- Date: April 9, 2005
- Title(s) on the line: TUF 1 Light Heavyweight Division Champion

Tale of the tape
- Boxer: Forrest Griffin / Stephan Bonnar
- Nickname:  / American Psycho
- Hometown: Augusta, Georgia / Munster, Indiana
- Pre-fight record: 9–2 / 9–1

Result
- Forrest Griffin wins by unanimous decision; both fighters receive six–figure UFC contracts

= Forrest Griffin vs. Stephan Bonnar =

Mixed martial arts rivalries

Forrest Griffin vs. Stephan Bonnar is a duo of fights starting in the finals of The Ultimate Fighter 1 contest which received national acclaim, and was highly regarded among fans as one of the most exciting, greatest and memorable fights in the history of not only the Ultimate Fighting Championship (UFC) but of mixed martial arts (MMA) in general. The bout was voted fight of the year by a poll of over 19,000 readers of the website MMAWeekly.com, and was recognized as the 2005 Shoot Match of the Year by the Wrestling Observer Newsletter. The fight was credited by Dana White as the "most important fight in UFC history". The fight was also voted the greatest fight in UFC history in 2009.

== Background ==

The first season of The Ultimate Fighter reality television show featured sixteen mixed martial artists divided into two weight classes: middleweight and light heavyweight. Coaches Randy Couture and Chuck Liddell were selected to mentor the contestants. The contestants were distributed evenly between two teams, and a series of exhibition matches were held until only two fighters from each weight class remained. The finalists appeared on national television in the show finale and competed for a contract with the UFC.

Forrest Griffin, coached by Chuck Liddell, and Stephan Bonnar, coached by Randy Couture, met in the light heavyweight final.

Both fighters defeated two opponents to make it to the final. On episode seven, Stephan Bonnar defeated Bobby Southworth from Team Liddell in a split decision. On episode nine, Forrest Griffin defeated his first opponent, Alex Schoenauer, by TKO. In the semi-finals, the contestants fought the remaining teammate in their respective weight class to determine the finalists. Forrest Griffin defeated Sam Hoger by TKO; Stephan Bonnar defeated teammate Mike Swick by triangle choke / armbar submission.

==The Ultimate Fighter Finale==

The finale was held at the Cox Pavilion in Las Vegas, Nevada on April 9, 2005 and was broadcast nationally on Spike TV. It was refereed by Herb Dean and was slated for three 5-minute rounds, the standard UFC format for non-title fights.

Neither fighter offered to "touch gloves" (a gesture of sportsmanship) as the fight began. Both fighters exchanged punches and the occasional low kicks, with Griffin gaining a slight advantage (according to color commentator Joe Rogan). The first round ended with no clear winner. Rogan called the first round the "Hagler-Hearns" of mixed martial arts history (alluding to a famous boxing bout between Marvin Hagler and Thomas Hearns, known as The War).

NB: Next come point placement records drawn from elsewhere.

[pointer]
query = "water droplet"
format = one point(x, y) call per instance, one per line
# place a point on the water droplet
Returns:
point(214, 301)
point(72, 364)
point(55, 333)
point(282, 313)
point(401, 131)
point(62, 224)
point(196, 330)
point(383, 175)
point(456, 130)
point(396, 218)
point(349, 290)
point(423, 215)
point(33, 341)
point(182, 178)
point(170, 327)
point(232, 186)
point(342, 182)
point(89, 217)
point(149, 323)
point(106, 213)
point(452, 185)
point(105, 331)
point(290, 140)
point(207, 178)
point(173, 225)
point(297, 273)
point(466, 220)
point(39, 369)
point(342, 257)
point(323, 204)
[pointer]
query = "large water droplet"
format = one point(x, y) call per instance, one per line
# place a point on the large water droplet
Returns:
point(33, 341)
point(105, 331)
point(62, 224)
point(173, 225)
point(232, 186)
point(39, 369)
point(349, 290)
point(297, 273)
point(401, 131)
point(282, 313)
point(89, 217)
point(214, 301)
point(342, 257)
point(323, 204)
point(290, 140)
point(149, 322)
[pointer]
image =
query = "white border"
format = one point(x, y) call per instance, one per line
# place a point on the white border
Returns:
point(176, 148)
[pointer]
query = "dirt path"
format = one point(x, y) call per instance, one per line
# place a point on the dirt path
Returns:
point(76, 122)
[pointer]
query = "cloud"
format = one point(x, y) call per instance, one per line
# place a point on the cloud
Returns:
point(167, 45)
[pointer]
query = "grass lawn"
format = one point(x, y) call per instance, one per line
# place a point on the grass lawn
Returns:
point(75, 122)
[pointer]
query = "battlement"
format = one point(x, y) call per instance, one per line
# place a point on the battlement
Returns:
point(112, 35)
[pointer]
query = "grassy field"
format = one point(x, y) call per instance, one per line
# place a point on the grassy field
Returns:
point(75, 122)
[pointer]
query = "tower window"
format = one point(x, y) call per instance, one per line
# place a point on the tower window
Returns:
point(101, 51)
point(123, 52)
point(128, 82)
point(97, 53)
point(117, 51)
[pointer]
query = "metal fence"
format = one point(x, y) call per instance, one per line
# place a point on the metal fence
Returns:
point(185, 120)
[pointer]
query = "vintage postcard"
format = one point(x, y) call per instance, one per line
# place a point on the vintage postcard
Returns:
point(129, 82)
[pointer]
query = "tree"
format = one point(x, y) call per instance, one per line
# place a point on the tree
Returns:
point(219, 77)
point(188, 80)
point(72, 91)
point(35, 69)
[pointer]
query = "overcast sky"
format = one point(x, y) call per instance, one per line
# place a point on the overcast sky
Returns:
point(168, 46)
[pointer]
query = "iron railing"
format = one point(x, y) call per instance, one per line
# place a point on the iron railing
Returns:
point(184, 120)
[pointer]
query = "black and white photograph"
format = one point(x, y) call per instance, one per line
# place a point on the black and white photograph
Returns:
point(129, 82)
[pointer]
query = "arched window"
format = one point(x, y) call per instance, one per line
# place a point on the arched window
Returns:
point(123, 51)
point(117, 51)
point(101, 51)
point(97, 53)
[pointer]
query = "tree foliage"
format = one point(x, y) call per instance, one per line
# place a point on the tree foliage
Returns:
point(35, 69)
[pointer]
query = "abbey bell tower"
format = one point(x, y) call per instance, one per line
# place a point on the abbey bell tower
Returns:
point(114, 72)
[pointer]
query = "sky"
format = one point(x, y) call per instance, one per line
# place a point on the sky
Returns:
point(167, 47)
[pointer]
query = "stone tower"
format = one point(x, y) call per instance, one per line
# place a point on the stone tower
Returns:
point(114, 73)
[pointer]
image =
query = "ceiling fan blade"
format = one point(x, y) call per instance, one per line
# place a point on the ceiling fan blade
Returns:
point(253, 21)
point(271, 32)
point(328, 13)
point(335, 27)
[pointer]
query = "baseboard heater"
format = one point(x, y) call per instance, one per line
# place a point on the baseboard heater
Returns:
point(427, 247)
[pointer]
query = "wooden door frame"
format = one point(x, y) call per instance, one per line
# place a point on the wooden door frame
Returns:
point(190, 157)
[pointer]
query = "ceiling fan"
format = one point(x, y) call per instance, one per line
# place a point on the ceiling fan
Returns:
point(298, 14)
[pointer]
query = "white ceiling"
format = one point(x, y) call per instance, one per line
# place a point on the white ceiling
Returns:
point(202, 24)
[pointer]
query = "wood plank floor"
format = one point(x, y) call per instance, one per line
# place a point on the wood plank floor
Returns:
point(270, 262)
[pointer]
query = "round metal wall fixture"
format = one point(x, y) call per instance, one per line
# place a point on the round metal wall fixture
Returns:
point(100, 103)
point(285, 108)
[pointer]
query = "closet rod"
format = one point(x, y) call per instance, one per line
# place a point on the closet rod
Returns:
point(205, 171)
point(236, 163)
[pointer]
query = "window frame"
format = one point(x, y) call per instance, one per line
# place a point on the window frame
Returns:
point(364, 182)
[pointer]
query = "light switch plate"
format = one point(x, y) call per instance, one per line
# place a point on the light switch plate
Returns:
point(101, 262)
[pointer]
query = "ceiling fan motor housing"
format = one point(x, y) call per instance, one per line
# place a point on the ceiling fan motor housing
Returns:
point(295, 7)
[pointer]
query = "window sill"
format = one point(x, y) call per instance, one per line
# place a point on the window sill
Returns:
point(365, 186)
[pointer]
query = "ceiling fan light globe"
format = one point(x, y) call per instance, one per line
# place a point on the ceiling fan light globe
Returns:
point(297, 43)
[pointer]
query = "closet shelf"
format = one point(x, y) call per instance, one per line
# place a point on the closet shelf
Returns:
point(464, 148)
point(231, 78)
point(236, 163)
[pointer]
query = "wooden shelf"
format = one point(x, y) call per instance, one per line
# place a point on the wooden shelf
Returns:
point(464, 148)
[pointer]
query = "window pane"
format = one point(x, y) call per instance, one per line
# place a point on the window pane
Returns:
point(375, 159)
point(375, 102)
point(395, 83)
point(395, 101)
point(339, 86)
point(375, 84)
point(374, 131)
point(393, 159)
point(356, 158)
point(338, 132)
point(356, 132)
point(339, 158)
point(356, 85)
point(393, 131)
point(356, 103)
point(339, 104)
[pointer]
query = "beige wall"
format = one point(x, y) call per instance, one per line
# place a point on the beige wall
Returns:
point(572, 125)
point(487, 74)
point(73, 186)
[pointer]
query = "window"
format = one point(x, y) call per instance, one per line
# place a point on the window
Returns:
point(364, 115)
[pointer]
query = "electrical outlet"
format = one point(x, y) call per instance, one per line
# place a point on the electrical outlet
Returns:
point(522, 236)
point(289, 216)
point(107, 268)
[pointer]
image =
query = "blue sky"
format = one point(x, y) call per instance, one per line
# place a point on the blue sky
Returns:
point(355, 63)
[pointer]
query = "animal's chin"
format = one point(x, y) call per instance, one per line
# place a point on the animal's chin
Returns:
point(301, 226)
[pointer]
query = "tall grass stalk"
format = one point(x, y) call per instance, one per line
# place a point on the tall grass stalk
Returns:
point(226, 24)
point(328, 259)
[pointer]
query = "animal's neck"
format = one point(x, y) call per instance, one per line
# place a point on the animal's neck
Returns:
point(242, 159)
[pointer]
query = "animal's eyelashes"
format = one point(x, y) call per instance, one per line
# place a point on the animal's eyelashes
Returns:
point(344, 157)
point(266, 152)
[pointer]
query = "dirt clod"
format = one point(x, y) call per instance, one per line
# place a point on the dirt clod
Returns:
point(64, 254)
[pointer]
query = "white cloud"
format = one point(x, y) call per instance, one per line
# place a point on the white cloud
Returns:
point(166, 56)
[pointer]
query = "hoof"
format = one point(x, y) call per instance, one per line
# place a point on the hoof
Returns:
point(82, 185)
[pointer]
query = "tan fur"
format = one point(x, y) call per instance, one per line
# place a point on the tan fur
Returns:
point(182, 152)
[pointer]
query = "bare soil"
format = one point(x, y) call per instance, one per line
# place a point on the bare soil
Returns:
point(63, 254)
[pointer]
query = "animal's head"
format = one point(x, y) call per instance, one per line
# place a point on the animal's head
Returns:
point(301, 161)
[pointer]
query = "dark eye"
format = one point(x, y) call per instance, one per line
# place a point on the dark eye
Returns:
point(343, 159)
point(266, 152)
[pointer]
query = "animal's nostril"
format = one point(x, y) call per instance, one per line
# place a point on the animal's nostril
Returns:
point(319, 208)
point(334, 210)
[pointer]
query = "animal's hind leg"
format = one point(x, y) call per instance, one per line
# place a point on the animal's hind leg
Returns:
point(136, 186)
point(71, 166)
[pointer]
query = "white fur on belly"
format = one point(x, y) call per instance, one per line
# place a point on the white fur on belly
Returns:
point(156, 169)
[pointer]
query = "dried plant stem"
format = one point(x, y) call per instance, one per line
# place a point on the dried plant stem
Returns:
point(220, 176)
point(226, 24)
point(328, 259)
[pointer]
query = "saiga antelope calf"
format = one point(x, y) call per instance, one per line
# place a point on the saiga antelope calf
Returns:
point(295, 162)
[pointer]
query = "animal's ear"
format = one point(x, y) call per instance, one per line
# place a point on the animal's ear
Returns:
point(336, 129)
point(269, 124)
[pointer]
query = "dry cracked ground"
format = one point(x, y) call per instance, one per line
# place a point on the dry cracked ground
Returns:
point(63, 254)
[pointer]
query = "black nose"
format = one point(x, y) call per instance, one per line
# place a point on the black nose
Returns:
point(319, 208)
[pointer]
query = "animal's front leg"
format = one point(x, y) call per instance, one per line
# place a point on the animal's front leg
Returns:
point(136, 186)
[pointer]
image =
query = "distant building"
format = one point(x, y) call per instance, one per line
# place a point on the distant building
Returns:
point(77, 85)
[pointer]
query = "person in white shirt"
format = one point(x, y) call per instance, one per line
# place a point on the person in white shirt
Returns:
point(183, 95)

Early in the second round, a jab by Bonnar created a cut on Griffin's nose, prompting the referee to stop the fight so a doctor could check the cut and clear Griffin to continue. He was cleared, and the fight continued as Bonnar controlled Griffin with a Muay Thai clinch and delivered several knees to Griffin's face. The round ended with Griffin failing a takedown attempt, and Bonnar defending Griffin's offensive Thai clinch.

In the third and final round, Griffin started with low kicks and punches; Bonnar attempted to counterattack from a distance. Griffin delivered several knees from the Thai clinch. Mid-round, Bonnar landed several short punches while infighting. However, Bonnar counterattacked only when opportunities were present. The round ended with Griffin holding Bonnar in a Thai clinch and attacking with knees, followed by a short exchange of punches.

All three judges scored the fight 29–28 in favor of the winner, Forrest Griffin, but because of Stephan Bonnar's outstanding performance, Dana White also granted Stephan a UFC contract on the spot.

The UFC awarded Griffin a contract, as well as a Scion car, a dirt bike, and an Audemars Piguet watch.

==Rematch at UFC 62==

Griffin and Bonnar met again as the co-main event of UFC 62, with Griffin winning another unanimous decision. Following the bout, Bonnar tested positive by the Nevada State Athletic Commission for boldenone, a banned anabolic steroid, and received a nine-month suspension and a $5,000 fine.